POLICE officers searching for Ben Needham - the Sheffield toddler who disappeared on the Greek island of Kos – have completed their search of a field near where he disappeared.
A team from South Yorkshire travelled to the holiday isle earlier this week to look for the possible remains of Ben, who was aged just 21 months when he disappeared from outside a farmhouse his grandparents, Eddie and Christine Needham, were renovating in 1991.
Police have spent the week searching a field next to the farmhouse, where a builder was dumping rubble on the day Ben vanished.
Greek authorities wanted to rule out the possibility Ben may have wandered into the field and been accidentally buried.
Detective Superintendent Matt Fenwick South Yorkshire Police said: “Police teams out in Kos have not found anything this week.
“The search was completed at 4pm, Greek time yesterday.
“South Yorkshire Police are continuing to support the Greek authorities and Ben’s family.”
Specialist equipment including ground scanners were used in the search to look for signs of a child’s body.
South Yorkshire Police dogs trained to detect human remains were also used, but by yesterday afternoon the search team had failed to unearth anything of significance.
Some fragments of metal toys were found, leading to fears they may have been the Dinky cars Ben was playing with when he vanished.
But yesterday, with most of the field excavated, there were no signs of Ben’s body.
Det Supt Fenwick said yesterday: “We found a lot of animal bones, toys, rubbish, beer cans and so forth.
“It’s a been a difficult, but very thorough examination of the land.
“Even after the search we’ve done, you can never say 100 per cent, but the search has been so extensive and thorough that once complete it will be very unlikely he (Ben) could be in the specific locations we’ve searched.”

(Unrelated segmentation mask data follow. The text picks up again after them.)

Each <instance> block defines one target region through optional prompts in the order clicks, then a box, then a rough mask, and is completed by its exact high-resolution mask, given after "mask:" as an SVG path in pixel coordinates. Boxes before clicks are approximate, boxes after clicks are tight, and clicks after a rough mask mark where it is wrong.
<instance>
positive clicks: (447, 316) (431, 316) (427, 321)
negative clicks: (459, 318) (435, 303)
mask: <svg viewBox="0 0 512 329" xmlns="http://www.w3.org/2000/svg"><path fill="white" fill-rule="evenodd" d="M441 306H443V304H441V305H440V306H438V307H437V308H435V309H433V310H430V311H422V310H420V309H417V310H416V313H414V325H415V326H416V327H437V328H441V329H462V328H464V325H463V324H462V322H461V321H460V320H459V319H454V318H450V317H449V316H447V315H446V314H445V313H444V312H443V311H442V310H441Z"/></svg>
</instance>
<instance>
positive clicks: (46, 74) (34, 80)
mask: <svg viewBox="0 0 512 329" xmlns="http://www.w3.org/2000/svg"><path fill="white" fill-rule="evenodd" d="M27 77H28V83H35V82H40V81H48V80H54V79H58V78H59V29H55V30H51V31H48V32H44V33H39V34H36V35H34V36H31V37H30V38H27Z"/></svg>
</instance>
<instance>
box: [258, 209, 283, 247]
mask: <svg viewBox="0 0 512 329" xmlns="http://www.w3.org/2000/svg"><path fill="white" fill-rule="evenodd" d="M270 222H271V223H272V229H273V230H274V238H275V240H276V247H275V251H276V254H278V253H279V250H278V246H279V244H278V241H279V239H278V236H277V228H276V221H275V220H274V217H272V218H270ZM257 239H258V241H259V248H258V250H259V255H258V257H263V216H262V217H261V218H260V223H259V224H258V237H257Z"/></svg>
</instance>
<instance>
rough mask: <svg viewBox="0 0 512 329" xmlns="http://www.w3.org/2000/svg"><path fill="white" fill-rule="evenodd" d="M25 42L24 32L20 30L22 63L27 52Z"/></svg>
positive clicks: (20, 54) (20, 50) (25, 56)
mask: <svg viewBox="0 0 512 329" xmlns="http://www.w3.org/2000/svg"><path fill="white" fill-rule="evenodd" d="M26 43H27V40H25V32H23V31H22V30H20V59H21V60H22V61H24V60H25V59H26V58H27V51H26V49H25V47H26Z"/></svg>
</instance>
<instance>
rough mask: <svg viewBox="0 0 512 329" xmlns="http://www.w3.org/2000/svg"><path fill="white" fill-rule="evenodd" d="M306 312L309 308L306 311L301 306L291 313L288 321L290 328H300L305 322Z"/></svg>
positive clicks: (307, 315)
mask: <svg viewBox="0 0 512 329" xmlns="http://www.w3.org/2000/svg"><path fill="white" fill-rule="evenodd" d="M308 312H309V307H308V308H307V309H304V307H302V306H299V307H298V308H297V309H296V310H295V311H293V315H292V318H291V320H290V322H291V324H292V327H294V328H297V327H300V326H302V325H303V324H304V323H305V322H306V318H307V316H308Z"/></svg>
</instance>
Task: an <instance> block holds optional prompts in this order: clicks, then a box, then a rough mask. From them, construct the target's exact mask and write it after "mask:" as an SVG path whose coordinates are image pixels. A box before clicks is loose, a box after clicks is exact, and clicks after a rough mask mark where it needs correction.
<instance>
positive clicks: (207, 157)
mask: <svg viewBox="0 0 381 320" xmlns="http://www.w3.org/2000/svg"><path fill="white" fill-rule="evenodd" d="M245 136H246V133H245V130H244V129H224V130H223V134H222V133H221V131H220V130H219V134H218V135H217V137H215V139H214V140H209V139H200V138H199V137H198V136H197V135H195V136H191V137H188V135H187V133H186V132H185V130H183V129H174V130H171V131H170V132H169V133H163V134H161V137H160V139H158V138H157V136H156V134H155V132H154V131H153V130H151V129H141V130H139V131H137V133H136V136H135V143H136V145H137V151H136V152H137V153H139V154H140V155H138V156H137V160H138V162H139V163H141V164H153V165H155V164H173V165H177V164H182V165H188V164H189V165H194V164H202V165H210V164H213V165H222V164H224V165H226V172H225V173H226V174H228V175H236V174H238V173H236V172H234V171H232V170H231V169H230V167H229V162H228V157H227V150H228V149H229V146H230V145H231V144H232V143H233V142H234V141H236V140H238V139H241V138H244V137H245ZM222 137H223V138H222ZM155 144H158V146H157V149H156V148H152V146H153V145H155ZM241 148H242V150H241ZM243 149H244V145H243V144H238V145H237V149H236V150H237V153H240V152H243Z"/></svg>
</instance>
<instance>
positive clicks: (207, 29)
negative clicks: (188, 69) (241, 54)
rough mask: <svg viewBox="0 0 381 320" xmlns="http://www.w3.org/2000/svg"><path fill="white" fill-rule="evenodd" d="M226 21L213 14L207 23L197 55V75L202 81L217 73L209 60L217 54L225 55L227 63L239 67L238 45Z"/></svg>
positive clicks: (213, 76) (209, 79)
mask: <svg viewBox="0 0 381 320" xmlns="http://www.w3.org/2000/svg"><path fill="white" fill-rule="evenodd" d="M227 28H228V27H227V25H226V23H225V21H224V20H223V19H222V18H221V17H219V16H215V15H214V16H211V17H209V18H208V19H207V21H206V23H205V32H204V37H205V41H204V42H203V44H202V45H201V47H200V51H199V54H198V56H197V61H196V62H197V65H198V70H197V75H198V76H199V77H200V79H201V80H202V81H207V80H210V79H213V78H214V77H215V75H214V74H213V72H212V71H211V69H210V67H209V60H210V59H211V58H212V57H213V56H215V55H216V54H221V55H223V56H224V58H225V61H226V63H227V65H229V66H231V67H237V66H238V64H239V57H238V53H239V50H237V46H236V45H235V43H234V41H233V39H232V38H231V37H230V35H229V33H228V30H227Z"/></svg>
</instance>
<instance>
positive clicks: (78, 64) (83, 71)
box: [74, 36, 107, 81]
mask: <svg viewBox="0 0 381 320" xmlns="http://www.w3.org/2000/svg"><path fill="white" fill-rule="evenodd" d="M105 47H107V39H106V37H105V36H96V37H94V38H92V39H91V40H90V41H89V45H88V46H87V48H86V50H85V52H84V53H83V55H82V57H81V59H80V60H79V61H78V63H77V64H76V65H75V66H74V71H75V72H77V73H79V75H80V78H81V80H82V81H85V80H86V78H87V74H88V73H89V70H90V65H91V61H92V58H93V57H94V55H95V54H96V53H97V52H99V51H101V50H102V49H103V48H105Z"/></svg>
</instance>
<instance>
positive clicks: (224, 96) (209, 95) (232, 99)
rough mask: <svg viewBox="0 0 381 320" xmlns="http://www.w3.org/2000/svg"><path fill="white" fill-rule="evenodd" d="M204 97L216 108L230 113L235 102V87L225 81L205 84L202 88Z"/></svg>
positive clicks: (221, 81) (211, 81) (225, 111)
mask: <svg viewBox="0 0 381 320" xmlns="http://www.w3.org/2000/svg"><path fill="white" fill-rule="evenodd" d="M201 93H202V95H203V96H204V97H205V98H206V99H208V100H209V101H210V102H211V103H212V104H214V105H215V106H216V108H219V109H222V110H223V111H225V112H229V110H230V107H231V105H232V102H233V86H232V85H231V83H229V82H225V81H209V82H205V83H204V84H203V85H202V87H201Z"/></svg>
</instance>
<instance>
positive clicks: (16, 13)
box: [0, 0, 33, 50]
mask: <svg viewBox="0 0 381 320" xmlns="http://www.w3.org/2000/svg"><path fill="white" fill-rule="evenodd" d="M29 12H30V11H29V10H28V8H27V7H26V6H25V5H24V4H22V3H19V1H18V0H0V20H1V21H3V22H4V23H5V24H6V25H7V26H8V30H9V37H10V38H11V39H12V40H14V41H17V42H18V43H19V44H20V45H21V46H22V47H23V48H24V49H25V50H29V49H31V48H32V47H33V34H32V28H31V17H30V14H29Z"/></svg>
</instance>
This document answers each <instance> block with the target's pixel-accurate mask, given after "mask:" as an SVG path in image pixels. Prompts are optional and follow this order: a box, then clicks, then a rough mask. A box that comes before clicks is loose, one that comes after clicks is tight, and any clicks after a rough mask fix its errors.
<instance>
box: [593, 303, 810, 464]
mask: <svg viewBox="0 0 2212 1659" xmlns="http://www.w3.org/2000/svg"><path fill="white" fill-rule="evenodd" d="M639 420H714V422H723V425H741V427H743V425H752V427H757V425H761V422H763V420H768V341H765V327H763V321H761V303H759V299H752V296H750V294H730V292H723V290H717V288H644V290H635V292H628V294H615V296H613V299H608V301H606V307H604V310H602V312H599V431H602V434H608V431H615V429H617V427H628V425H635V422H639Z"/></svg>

Ben’s mum Kerry Grist, aged 40, of Ecclesfield, has always maintained her son is still alive and believes he was abducted.
She travelled to Kos with the search team, but said she was viewing the excavation of the field as a ‘elimination’ exercise.
Supt Fenwick said: “It’s been difficult and distressing for Kerry as we have been following a line of inquiry that could only have meant Ben had died.”
Speaking about the disappearance of her son 21 years ago, Kerry said: “We all live with broken hearts although we try to live a normal life as possible. It really does physically feel like my heart is broken.
“My dad had a heart attack several years ago and it was because it was broken. I still get scared if I start crying it won’t stop.”